Information processing device

1 is a block diagram of a conventional information processing apparatus.

2 is a block diagram of an information processing apparatus showing one embodiment of the present invention.

3 is a diagram showing a state of storing registers in the local memory shown in FIG.

4 and 5 show the command format.

The information processing apparatus has a plurality of general registers, and the registers may be configured in a common storage apparatus. This memory device is called local storage and is provided in the form of a high speed IC memory.

The present invention relates to an information processing apparatus having a local memory as described above.

If the maximum and address space handled by a conventional information processing apparatus are within 64K bytes, 16 bits are sufficient to display address information, but when using an address space exceeding 64K bytes, 17 bits or more of address information is displayed. Is needed.
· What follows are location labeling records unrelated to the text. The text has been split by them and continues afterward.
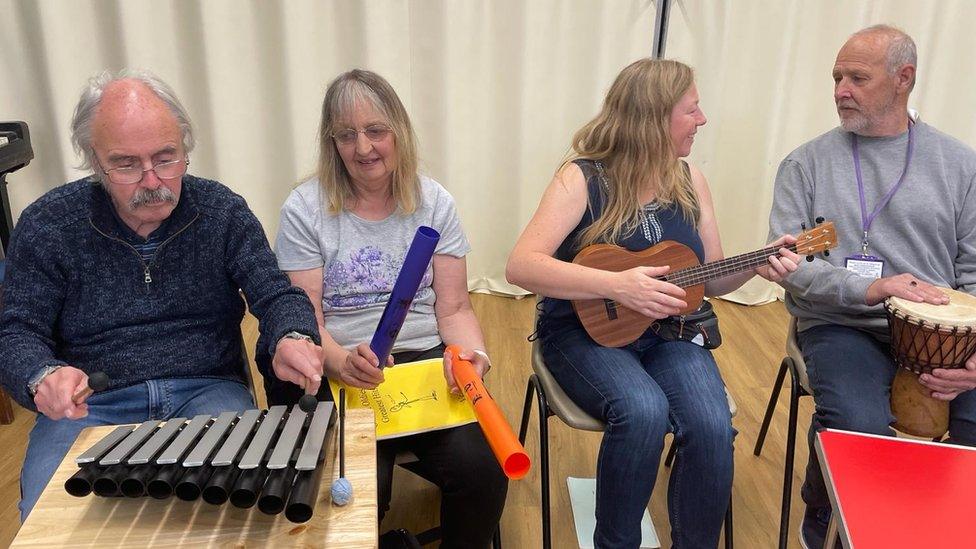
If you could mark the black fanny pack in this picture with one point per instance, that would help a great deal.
(699, 327)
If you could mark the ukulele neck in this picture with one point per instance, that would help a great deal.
(707, 272)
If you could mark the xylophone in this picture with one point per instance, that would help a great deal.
(273, 458)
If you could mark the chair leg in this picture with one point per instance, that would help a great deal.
(773, 397)
(6, 410)
(672, 450)
(544, 468)
(526, 409)
(784, 519)
(728, 525)
(533, 387)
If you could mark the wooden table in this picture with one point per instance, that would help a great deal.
(895, 492)
(60, 520)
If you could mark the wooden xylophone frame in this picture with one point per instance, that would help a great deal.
(245, 457)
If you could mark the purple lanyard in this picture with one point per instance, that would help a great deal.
(866, 219)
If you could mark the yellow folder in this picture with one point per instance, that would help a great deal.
(413, 398)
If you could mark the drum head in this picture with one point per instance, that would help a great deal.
(960, 311)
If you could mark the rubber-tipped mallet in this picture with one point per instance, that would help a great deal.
(97, 381)
(307, 403)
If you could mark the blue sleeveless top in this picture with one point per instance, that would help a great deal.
(657, 224)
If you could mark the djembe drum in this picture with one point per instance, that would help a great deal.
(925, 337)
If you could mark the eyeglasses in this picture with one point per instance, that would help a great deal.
(130, 175)
(375, 133)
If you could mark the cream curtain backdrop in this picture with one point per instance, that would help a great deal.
(764, 75)
(495, 88)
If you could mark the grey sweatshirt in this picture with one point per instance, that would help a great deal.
(928, 228)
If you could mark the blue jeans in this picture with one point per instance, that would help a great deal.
(157, 399)
(642, 391)
(850, 373)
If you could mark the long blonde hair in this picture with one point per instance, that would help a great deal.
(631, 137)
(347, 90)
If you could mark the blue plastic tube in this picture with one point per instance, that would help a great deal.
(408, 281)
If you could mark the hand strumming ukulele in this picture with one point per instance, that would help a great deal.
(613, 325)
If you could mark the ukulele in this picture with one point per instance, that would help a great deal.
(612, 325)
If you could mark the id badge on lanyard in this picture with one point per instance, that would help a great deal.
(864, 264)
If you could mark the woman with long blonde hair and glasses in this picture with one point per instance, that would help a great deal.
(342, 238)
(626, 184)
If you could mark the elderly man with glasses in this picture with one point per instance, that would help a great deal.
(137, 272)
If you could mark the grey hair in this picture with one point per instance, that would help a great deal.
(91, 97)
(901, 48)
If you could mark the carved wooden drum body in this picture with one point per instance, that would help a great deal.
(925, 337)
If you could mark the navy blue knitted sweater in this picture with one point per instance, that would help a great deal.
(76, 293)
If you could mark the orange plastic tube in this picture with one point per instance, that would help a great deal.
(502, 441)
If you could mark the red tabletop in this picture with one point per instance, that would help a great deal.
(890, 492)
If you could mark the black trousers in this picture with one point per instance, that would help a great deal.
(457, 460)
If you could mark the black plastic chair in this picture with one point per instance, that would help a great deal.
(410, 462)
(799, 387)
(554, 402)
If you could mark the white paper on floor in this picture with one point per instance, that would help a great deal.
(582, 496)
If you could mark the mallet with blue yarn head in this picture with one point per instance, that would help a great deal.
(341, 488)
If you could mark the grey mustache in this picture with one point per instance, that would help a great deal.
(145, 197)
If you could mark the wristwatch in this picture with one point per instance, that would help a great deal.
(298, 335)
(35, 382)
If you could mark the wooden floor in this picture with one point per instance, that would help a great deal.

For example, 20 bytes of address information are required to display an address space of 1M bytes.

Therefore, in order to reduce the size of the information processing apparatus and reduce its cost, there are cases where 16 bits (2 bytes) are used to display the address information in the apparatus or to transfer the normal data and to display the information processing in one unit.

1 is a block diagram of a conventional information processing apparatus as described above. In FIG. 1, the local memory device 12 has a suitable storage capacity and each word has a width of 16 bits. The read and write operations of the local memory 12 are performed in units of words, and one register is formed by combining two words. There are general registers, work registers, and the like, which are registers configured in the local storage device 12.

The general purpose register is used to store address information as an index register or a base register, and is used to store normal data as an operand register in the case of performing fixed-point or logical operations.

The work register is used to temporarily store the result of the operation and prepare for the next operation.

In the local memory 12, various registers are configured, and two words are not necessarily allocated. Since such registers are not directly related to the present invention, they may be omitted in the following description.

In the operator 1 which receives two input data having a data width of 16 bits all together, this input data is applied from the input bus 13 via the input registers 15 and 16. The output data of the operator 11 appears on the output bus 14 and this data is either set to the local memory 12 or set in the address register 17.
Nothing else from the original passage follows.